The majority of examples below use heavily reduced datasets to provide general guidance on using the functions. Some results may appear trivial as a result, but will hopefully prove far more useful in a true experimental context. All data, along with this vignette are available here. Please place all contents of the data directory in a directory named data in your own working directory.

2 Setup

2.1 Installation

In order to use the package extraChIPs and follow this vignette, we recommend using the package BiocManager hosted on CRAN. Once this is installed, the additional packages required for this vignette (tidyverse, Rsamtools, csaw, BiocParallel and rtracklayer) can also be installed.

if (!"BiocManager" %in% rownames(installed.packages()))
  install.packages("BiocManager")
pkg <- c(
  "tidyverse", "Rsamtools", "csaw", "BiocParallel", "rtracklayer", "edgeR", 
  "patchwork", "extraChIPs", "plyranges", "scales", "here", "quantro"
)
BiocManager::install(pkg, update = FALSE)

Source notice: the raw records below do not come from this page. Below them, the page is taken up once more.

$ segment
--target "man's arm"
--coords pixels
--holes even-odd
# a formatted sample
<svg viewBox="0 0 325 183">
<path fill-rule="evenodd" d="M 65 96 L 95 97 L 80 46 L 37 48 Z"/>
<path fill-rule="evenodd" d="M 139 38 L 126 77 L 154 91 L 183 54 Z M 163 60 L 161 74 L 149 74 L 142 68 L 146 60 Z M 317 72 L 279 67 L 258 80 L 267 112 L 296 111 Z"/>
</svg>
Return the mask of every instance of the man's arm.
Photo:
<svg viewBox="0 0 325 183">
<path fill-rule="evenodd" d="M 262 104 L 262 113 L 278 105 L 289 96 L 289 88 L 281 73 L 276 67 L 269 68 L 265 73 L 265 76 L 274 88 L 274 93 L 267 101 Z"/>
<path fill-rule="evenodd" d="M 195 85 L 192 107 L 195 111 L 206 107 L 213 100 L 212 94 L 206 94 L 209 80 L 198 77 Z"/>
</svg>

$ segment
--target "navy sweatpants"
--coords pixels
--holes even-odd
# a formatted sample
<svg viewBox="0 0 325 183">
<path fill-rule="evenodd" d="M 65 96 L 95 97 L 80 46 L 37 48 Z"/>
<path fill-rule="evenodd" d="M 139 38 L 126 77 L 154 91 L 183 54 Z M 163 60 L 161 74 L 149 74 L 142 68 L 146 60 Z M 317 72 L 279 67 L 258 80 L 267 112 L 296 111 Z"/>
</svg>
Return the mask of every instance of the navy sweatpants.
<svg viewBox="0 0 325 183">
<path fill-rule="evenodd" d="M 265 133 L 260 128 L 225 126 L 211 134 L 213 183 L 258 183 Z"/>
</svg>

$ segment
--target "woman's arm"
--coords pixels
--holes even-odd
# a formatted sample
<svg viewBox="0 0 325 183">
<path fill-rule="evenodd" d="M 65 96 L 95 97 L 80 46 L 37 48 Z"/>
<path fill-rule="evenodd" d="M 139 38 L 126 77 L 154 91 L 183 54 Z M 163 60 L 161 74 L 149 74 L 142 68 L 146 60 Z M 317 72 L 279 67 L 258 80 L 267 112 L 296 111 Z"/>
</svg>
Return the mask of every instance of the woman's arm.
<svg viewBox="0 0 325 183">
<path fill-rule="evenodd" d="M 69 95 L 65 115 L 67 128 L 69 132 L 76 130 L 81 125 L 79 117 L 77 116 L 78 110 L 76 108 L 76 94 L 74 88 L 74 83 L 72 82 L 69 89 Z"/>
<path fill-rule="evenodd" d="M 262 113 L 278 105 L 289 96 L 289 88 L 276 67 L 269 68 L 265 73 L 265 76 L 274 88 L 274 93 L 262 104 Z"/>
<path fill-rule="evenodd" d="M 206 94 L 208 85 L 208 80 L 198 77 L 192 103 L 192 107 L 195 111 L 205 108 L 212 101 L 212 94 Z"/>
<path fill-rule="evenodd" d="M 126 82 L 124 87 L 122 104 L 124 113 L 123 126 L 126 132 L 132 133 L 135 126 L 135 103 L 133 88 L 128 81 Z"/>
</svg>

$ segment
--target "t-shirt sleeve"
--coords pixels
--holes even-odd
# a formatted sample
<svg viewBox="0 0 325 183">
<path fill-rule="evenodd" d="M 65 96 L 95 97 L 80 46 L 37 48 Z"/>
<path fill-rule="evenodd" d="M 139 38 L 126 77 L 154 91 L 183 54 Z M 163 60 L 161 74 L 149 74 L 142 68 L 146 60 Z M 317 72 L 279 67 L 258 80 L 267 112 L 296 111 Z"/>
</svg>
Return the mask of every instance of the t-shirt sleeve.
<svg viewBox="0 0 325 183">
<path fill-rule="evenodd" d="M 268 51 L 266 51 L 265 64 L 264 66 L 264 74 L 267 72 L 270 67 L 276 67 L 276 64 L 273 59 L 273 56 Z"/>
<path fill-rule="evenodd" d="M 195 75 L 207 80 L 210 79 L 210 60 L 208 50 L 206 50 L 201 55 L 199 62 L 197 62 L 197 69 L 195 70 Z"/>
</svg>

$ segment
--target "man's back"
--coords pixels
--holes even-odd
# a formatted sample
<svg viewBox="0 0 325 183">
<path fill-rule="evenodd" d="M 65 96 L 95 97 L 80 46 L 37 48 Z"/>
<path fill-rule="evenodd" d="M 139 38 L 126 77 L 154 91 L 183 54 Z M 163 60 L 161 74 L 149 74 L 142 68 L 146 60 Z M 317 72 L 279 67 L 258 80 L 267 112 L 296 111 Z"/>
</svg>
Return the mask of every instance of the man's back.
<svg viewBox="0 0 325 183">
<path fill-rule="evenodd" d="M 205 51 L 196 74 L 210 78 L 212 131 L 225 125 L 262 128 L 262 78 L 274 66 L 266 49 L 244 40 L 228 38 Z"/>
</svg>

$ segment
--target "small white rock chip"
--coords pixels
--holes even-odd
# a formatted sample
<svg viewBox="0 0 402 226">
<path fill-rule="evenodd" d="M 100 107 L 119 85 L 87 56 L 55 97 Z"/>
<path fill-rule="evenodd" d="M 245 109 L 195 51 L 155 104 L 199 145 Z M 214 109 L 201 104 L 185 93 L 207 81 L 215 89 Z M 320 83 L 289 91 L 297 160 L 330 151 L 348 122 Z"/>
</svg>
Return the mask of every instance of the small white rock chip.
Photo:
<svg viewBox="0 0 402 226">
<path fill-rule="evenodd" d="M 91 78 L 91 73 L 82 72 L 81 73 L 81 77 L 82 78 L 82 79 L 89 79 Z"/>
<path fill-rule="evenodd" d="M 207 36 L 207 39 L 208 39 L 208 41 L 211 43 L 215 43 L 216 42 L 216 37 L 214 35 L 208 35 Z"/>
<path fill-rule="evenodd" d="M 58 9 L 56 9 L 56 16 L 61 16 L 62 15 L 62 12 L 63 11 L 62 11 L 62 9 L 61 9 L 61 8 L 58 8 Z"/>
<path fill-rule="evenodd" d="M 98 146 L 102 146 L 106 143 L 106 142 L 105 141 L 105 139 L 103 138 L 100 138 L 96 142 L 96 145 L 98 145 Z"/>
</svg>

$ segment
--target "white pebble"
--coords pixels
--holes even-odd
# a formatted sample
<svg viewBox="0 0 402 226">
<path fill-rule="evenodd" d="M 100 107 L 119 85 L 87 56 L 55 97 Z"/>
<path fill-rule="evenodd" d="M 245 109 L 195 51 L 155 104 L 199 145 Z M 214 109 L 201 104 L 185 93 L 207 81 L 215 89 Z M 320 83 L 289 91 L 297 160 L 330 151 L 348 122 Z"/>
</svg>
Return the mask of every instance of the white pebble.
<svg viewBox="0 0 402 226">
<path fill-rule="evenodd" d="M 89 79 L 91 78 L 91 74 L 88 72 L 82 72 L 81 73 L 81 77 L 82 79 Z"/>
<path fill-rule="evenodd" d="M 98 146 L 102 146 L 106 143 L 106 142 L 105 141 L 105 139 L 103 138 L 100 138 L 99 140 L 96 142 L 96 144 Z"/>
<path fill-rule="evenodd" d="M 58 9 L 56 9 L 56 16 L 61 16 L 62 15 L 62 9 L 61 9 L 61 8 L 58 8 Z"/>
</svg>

Once these packages are installed, we can load them easily

library(tidyverse)
library(Rsamtools)
library(csaw)
library(BiocParallel)
library(rtracklayer)
library(edgeR)
library(patchwork)
library(extraChIPs)
library(plyranges)
library(scales)
library(glue)
library(ggrepel)
library(here)
library(quantro)
theme_set(theme_bw())

2.2 Data

All data for this vignette is expected to be in a sub-directory of the working directory named “data”, and all paths will be predicated on this. Please ensure you have all data in this location, obtained from here.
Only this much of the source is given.